By default, GUIs created by Red cannot be resized and right now it’s a bit more complex than it needs to be to make them resize, but it is still easy to do. You need to create a layout and save it to a variable so that you can modify it before you use the view function on it.

mainwin: layout [a: area 300x200]

Then you need to add an actor to the mainwin object. An actor is an event handler for GUI events, a function that takes two parameters, a face object that represents the window being resized and an event object. For window resizing we need to take care of two events, on-resize which is fired after a window has been resized and on-resizing which is fired live during the resize operation. If you only used on-resizing, your code would not be called if the user presses the maximize window button instead of manually resizing the window. So we define a resize-func function that we can reuse for both events, so that we don’t have to write duplicate code:

resize-func: function [face event] [
    a/size: face/size - 20x20
]

And then we add our resize-func to the mainwin's actors field:

mainwin/actors: make object! [
    on-resize: :resize-func
    on-resizing: :resize-func
]

Instead of using a function here so that we don’t have to write duplicate code, we could also have done this:

mainwin/actors: make object! [
	on-resize: on-resizing: function [face event] [
		a/size: face/size - 20x20
	]
]

That way, the function definition is saved in both on-resize and on-resizing, you might want to make use of that feature when you just very quickly want to prototype things in the console for example and don’t want to write an extra function definition.

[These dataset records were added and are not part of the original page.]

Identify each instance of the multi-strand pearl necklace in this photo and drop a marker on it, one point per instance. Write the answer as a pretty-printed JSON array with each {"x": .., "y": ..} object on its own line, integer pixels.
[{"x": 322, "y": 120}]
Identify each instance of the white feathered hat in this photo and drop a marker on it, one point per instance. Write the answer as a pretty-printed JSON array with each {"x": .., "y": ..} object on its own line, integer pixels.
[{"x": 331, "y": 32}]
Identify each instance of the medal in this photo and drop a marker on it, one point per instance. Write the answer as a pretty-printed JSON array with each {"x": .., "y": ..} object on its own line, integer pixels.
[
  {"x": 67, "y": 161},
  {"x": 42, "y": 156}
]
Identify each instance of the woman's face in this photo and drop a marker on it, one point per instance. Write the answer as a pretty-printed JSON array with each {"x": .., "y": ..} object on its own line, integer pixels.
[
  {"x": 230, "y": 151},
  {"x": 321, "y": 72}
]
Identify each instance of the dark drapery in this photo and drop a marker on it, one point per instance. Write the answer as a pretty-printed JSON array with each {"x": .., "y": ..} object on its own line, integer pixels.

Now we can call the view function on our mainwin, but we need to use the /flags refinement so that we can add the option to enable resizing:

view/flags mainwin 'resize

Now the window is displayed and you can resize it by dragging the window border or by pressing the maximize button. The text area resizes along with the window. That was easy enough, but what if we add a button below the text area?

mainwin: layout [
    a: area 300x200
    return
    b: button "Click me"
]

The button stays in the same position it had at the start and doesn’t move when the window is resized, so our resize-func also needs to take care of the button’s position in the window (its offset). As you can probably see, this can get quite complex pretty fast:

resize-func: function [face event] [
    a/size: as-pair (face/size/x - 20) (face/size/y  - b/size/y - 30)
    b/offset: as-pair 10 (face/size/y - b/size/y - 10)
]

Other GUI toolkits usually offer a constrait based system to deal with this, instead of absolutely positioning widgets on the screen, you can position a button for example in relation to the position of the text area. Red’s VID dialect will support this at some point, but it doesn’t right now. There is however something you can do to make this a bit easier if you have a lot of controls.

Let’s say we want to add not just one but three buttons below the text area. Writing resizing code for every single one of these buttons would be tedious. But instead, we could just wrap them in a panel and then change the position of that panel instead of the buttons. That makes it much easier:

mainwin: layout [
    a: area 300x200
    return
    p: panel [
        button "One"
        button "Two"
        button "Three"
    ]
]

And we change our resize-func accordingly:

resize-func: function [face event] [
    a/size: as-pair (face/size/x - 20) (face/size/y  - b/size/y - 30)
    p/offset: as-pair 10 (face/size/y - p/size/y - 10)
]

Example Apps

Text Editor

This is going to be a very simple text editor that uses a few of the concepts you have learned so far. Save the code into a file and compile it with Red.

Red [
	Title:  "Red Text Editor"
]

selected-file: none

view [
	button "Open" [
		selected-file: request-file
		if selected-file [
			a/text: read selected-file
			save-button/enabled?: false
		]
	]
	
	save-button: button "Save" disabled [
		write selected-file a/text
		save-button/enabled?: false
	]
	return
	a: area 800x600 [
		save-button/enabled?: true
	]
]

With just this bit of code we already have a working little text editing application that can open, edit and save text files. Still, it would be nice if we could resize the editor window.